To make ends meet, cutbacks have been made in completely different areas: milk and certain food items have been removed from schools, desserts have been scrapped in nursing homes, and at times the municipality has struggled even to cover ongoing personnel costs.

READ MORE: S-party municipality burns hundreds of millions on bathhouse—now school children get no milk

The contrast is striking and has not escaped criticism. While essential welfare is scaled back, a single major prestige project continues to be prioritized and burn money without limit, despite recurring technical problems.

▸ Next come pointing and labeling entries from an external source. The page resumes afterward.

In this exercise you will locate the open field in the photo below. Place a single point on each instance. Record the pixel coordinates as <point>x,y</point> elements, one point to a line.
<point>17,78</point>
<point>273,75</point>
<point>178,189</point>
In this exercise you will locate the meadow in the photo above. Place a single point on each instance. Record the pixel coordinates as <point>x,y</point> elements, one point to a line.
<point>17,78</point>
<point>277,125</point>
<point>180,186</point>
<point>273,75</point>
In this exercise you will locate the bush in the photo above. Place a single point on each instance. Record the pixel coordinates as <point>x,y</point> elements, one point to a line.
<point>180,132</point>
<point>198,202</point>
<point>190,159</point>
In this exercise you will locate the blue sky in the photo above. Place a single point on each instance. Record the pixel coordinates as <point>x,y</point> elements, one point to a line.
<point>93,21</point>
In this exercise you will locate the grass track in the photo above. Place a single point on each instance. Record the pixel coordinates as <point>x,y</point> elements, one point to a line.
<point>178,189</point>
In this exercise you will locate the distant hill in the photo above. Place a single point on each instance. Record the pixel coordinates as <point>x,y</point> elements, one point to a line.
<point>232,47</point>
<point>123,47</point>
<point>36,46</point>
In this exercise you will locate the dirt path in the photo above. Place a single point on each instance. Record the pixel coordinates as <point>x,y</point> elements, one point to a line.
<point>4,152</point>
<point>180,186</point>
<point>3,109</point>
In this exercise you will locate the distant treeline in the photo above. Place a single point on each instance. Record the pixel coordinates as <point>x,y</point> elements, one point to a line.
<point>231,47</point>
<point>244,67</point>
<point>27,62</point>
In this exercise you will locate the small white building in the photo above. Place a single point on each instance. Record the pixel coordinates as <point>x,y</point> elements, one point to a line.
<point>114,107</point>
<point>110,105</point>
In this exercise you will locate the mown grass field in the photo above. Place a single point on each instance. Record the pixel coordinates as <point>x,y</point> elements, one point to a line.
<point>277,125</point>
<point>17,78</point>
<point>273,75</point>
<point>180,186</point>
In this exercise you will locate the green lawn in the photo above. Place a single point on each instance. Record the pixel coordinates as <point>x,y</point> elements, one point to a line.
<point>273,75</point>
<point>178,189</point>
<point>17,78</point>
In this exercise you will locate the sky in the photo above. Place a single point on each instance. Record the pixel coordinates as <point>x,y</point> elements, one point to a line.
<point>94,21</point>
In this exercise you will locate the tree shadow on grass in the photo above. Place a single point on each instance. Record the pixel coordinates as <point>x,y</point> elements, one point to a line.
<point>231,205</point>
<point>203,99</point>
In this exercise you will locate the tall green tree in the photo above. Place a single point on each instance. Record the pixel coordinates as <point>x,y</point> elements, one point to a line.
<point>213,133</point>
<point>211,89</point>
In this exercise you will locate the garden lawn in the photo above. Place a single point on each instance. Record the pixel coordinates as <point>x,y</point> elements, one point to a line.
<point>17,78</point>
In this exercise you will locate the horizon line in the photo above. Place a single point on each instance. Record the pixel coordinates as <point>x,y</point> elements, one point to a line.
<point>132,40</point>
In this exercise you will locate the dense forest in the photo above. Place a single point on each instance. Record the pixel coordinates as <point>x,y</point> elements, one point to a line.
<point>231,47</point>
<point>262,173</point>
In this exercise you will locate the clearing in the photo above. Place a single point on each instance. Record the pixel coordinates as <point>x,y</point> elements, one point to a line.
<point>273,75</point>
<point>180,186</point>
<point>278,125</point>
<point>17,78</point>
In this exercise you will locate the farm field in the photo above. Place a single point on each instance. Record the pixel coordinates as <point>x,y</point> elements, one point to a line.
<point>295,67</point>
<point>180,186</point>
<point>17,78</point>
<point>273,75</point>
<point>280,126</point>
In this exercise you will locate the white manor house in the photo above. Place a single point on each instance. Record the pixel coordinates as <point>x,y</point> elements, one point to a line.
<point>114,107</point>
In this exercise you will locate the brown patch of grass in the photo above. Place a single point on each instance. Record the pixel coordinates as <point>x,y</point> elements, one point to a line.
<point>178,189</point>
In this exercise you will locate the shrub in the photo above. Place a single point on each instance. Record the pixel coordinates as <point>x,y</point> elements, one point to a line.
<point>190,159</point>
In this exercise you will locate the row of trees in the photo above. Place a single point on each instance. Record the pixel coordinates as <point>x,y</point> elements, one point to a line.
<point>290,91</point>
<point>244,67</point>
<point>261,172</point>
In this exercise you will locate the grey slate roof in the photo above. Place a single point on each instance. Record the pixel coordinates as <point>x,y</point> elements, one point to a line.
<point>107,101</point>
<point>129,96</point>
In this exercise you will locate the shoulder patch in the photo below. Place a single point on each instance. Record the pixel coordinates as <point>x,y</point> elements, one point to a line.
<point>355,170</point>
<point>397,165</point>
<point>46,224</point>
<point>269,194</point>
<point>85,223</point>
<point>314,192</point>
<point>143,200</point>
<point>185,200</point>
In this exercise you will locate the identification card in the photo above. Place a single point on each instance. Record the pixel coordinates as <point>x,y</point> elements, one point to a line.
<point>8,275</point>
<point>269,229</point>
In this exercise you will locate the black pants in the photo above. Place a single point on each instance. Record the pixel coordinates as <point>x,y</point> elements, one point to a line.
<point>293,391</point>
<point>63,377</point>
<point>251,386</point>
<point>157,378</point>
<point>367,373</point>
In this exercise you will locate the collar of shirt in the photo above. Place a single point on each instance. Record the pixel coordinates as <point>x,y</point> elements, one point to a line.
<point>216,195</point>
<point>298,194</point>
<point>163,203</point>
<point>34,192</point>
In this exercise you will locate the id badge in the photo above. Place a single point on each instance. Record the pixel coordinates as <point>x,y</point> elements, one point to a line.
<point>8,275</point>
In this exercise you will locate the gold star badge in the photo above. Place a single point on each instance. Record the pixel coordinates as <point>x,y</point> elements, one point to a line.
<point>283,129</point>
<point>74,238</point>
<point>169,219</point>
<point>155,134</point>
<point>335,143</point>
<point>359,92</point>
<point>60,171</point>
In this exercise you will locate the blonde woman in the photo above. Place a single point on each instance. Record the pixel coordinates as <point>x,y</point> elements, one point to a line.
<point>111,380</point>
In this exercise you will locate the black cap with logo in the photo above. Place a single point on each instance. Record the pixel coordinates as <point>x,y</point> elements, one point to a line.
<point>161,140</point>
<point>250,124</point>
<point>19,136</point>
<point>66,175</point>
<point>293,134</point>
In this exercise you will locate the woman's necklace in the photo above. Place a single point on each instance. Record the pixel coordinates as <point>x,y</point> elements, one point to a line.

Opening in March – A Shaky Promise

The official goal is still for the bathhouse to open no later than March. But with ongoing work on the roof trusses, postponed reinforcements of supporting pillars, and a constant need for snow removal, the timetable appears anything but stable.

The patience of Kiruna residents has been tested for a long time. The question is how many more winters—and how many more supplementary budgets—the project will survive before someone takes concrete responsibility for why a bathhouse in an Arctic town was built such that the snow, an inherent part of reality here, became a threat to the entire structure.